Is it the former self that was crazy, or the current self is crazy?

(Of course, I'm crazy now!) Is there any doubt about that? Look at them, look at everyone, they are all contributing their own strength to socialism.) )

[This sentence is a bit disgusting.] 】

(Ha, adjust the atmosphere.) To tell the truth, what is the point of living in the world if you don't work hard? Do you just stay here until you die?)

[I think the same way, but it is meaningless to not be able to change these things, and it is meaningless to not be able to change my life. It's just living for the eyes of others, and it's pointless. 】

(Then we can live without the eyes of others, right, Lao Tzu doesn't care what you think, Lao Tzu is like this!)
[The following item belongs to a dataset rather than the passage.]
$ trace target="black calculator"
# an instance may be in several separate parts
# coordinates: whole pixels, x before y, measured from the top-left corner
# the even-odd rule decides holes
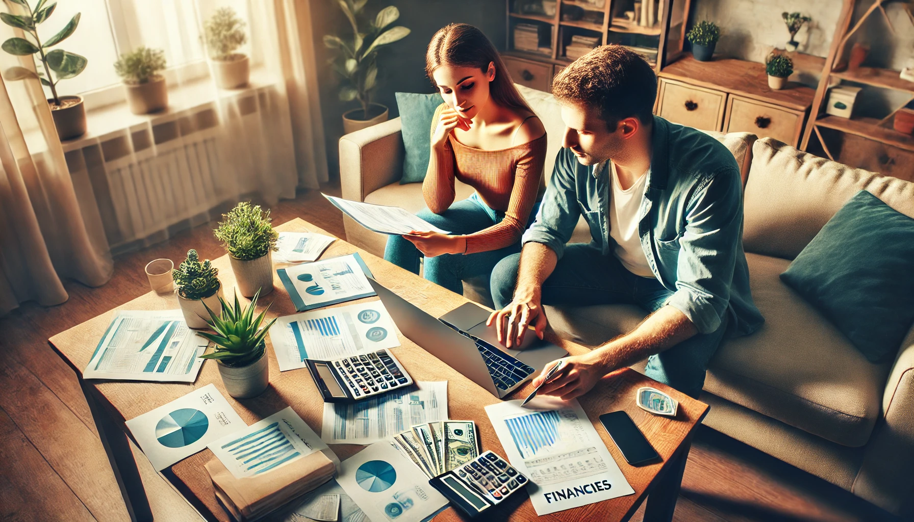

[If I don't care about the eyes of others, why should I do those things? Struggle and work hard, if I don't have the appreciation of others, why should I bother to feel uncomfortable with myself?]

[All things, not just look forward to success, and then tell everyone: "Look, only I can do it! Envy me, worship me!"]

(But it's hard right now, isn't it? Why make yourself uncomfortable? Wouldn't it be nice to find something to do.) )

[Find something...... Why should I find something to do? Let the "self" once grasp some meaning, and then survive and grow, and finally submerge me again, becoming a new Yuan Changwen?]

Submit to!

Yuan Changwen suddenly thought of this word and surrendered.

I'm very uncomfortable now, and that's it, so I should feel this discomfort and surrender to this discomfort. Instead of finding something to do, enlighten yourself or divert attention.

I surrender to the moment, nothing to do, nothing to do, and whatever happens in the future, everything is fine and perfect because of my surrender.

(It sounds good, it's still a kind of living for the eyes of others, doesn't it just want to say, "Come and see, everyone, I'm surrendering, completely surrendering, you can't do it, praise me!")

(If you really don't care about other people's eyes, you should do what you want.) For example, if you want to go to the toilet now, the act of looking for the toilet is to care about the eyes of others. If you really don't care, then you should surrender to this moment and pee directly!)

(Don't you dare? So, surrender or something, it's all!)

[Yes, that's right!]

(What?)

Yuan Changwen stood up suddenly, took off his pants, and prepared to pee.

The three people on the other side were discussing, they didn't expect this kind of plot development at all, and they looked at what Yuan Changwen did.

Then, the orange-yellow urine arced across the silence of the office.